Whenever the Duchess of Cambridge (aka Kate Middleton) adds to her family, Hyperemesis Gravidarum, which she suffers from, becomes a topic of discussion. This is where the annoying but temporary morning sickness common to most pregnancies becomes so debilitating it’s a major health concern. Sometimes, women are hospitalised and need extensive medical intervention. Occasionally, it’s life-threatening.
While the medical consequences of Hyperemesis are of paramount importance, there’s another aspect less discussed. This is when it impacts other parts of women’s lives, particularly their employment, and can cause desperate hardship.
My own encounter with Hyperemesis Gravidarum began 28 years ago, when I fell pregnant with my daughter (I had it again 5 years later with twins, but that’s another story). This first time, I had a teaching job I loved, and although the pregnancy occurred soon after marriage (so earlier than we wished financially), we were delighted.
Until, that is, the vomiting started.
For weeks I could ingest nothing but water. I became severely dehydrated and constantly dizzy. I threw up 20 times a day, and had to buy children’s beach buckets so I could keep them all over our house and car, and at work.
Ah: work. This was the fly in my ointment, the big difference between the Duchess and I. Because while Kate has cancelled her work schedule since becoming ill, this hasn’t affected her income. Yet my husband and I had just bought our first home, and I couldn’t afford to suddenly leave work.
So I kept going. Vomiting in my bucket in the car, running into bushes while on yard duty, and throwing up in my classroom when the children weren’t looking.

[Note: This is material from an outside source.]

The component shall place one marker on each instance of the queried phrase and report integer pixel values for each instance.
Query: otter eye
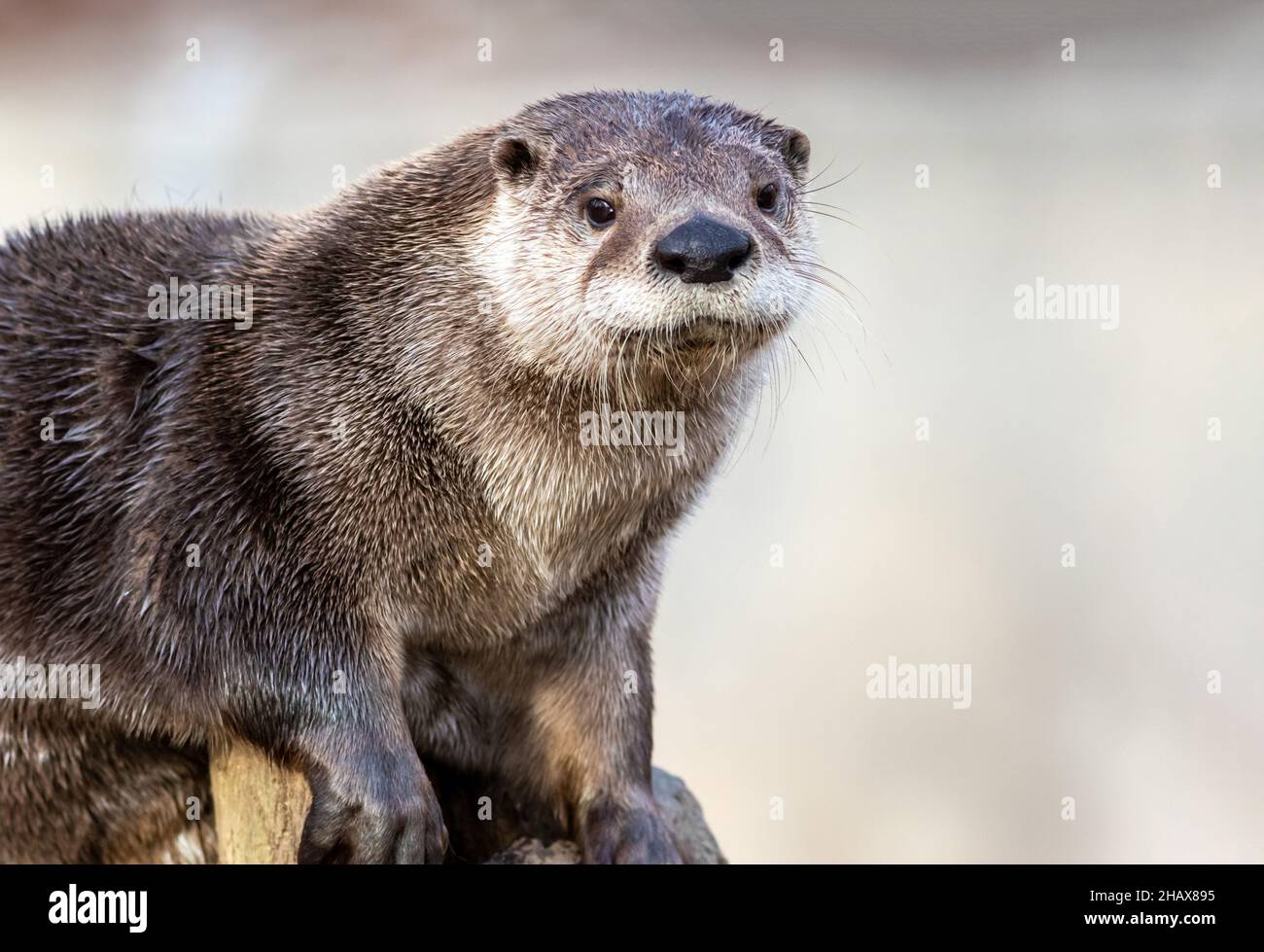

Eventually, it caught up with me. I was so thin and dizzy I couldn’t continue, and my Principal approved an unpaid leave of absence. I went straight to hospital, and after a few weeks on a drip and a few more resting at home, I felt well enough to resume my job. I still had 15 weeks until maternity leave officially started, and needed to sock away as much income as possible. There was no paid maternity leave then, yet with careful planning we could have saved enough to cover my time away from my job.
But it didn’t work out that way. The Principal had employed another teacher to cover my absence, and wouldn’t give me my job back. I was just a pain to her, as I was messing up her staffing schedule.
Although I was legally entitled to return to work, I’d no choice but to accept her offer of two days per week. At 16 weeks pregnant I was in no position to look for another job! I can’t remember why, but my union couldn’t help (again, this all happened in 1989). And in negotiating all this, I also, unknowingly, gave up all rights to my pre-baby job.
Effectively, Hyperemesis cost me my career.
If this story sounds unfair, it bloody well was. It took us years to recover from the financial mess imposed; and while it was our pregnancy and our responsibility, it shames us all when women are treated illegally in the workplace.
My story is very common, as much now as it was in 1989. Perhaps even more so, since workforces are now more casualised. Imagine a woman working as a waitress or retail worker or in one of many other insecure positions, who’ll lose her job immediately if she can’t work.
Imagine a pregnant woman in a teaching or other short-contract position, who could also find herself quickly unemployed if she’s suddenly unable to work.
Whether her pregnancy is planned or not, this unexpected loss of income (on top of the stress of severe illness) has lasting impacts. If it was difficult for me, I can only imagine the hardship for a woman in insecure employment, a woman without savings, a single woman, or one estranged from her wider family.
Hyperemesis is the pits. There’s usually a baby at the end of it, which is wonderful, but otherwise it stinks. And if we’re now discussing employment law to assist women fleeing domestic violence, we should also discuss what employers and unions can do to help women suffering debilitating pregnancy issues.
Hyperemesis is a class and workplace issue and should be framed as such: particularly as it hits disadvantaged women the hardest. When Hyperemesis happens to Duchesses, that side of it is hidden. It certainly shouldn’t be.
I’m glad Kate’s experience has raised understanding of Hyperemesis. Perhaps employers and others will be more understanding towards women suffering it. If that occurs, it’s a good thing, and we should be grateful to Kate for raising awareness of it.
And yes, we might also feel sorry for Kate, but we should feel even more sorry for women suffering like her but without her permanent income, her palace, her staff, and her other privileges.
Hyperemesis is most definitely a feminist issue. Kate’s condition has started this conversation, but we can all continue it. And we should.